Aggregatibacter actinomycetemcomitans leukotoxin requires β‐sheets 1 and 2 of the human CD11a β‐propeller for cytotoxicity

Summary Aggregatibacter actinomycetemcomitans leukotoxin (Ltx) is a repeats‐in‐toxin (RTX) cytolysin that kills human leukocyte function‐associated antigen‐1 (LFA‐1; α L /β 2 )‐bearing cells. In order to determine whether the α L portion of the heterodimer is involved in Ltx recognition, we transfected human, mouse and bovine α L cDNAs into J‐β 2 .7, an α L ‐deficient cell line, and looked for restoration of Ltx susceptibility. Cells expressing either bovine or human α L in conjunction with human β 2 were efficiently killed by Ltx, an indication that bovine α L could substitute for its human counterpart in critical regions used by Ltx for attachment to LFA‐1. On the other hand, cells expressing murine α L and human β 2 were not susceptible to the lethal effects of Ltx indicating that the toxin recognition sites are not present in the corresponding mouse sequence.
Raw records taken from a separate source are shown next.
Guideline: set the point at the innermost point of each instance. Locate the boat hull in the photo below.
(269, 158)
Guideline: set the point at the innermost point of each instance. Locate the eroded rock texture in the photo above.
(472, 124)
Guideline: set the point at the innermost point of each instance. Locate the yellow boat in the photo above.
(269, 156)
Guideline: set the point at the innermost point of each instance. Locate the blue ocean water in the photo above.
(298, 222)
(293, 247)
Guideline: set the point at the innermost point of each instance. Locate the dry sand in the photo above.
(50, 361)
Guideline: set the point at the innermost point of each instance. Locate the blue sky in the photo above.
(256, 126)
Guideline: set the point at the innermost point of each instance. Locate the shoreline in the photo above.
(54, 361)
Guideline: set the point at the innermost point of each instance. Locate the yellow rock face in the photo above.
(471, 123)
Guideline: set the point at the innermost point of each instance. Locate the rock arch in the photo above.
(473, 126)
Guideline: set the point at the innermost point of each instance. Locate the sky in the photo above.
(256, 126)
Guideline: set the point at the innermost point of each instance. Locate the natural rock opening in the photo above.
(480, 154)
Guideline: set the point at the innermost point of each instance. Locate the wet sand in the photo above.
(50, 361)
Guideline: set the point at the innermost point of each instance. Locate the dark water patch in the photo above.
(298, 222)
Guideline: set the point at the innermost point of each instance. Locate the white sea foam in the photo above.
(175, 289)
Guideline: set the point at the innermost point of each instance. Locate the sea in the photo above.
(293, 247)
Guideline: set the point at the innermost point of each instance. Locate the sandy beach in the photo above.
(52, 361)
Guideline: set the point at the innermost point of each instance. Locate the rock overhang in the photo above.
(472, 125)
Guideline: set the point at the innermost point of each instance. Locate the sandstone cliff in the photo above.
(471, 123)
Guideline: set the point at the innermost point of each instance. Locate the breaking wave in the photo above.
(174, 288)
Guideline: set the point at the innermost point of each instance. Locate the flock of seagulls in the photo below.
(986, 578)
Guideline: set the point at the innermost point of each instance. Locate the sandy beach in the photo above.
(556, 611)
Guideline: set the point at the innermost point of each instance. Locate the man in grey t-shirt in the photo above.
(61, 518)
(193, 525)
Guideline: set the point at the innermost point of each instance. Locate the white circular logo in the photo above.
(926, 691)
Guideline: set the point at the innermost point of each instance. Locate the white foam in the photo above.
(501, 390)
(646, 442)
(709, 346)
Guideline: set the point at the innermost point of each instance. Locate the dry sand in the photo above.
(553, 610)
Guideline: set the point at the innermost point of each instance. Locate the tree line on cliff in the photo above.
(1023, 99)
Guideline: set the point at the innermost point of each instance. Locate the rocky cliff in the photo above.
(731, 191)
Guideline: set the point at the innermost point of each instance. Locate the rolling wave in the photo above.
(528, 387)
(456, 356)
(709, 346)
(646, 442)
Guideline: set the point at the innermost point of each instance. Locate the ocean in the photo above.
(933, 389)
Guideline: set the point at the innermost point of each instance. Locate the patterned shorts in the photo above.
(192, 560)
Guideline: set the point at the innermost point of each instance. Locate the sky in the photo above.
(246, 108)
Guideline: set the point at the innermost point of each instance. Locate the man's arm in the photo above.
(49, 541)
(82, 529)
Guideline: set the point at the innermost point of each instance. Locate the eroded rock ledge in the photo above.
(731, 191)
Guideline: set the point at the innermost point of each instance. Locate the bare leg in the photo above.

To further identify the region(s) of α L recognized by Ltx, we constructed and evaluated a panel of chimeric human/murine α L genes in J‐β 2 .7 cells. Analysis of the α L mutant panel showed that the presence of human N‐terminal 128 amino acids on a mouse CD11a background, a region that includes β‐sheets 1 and 2 of the β‐propeller of the human α L chain, was sufficient for Ltx cytolysis.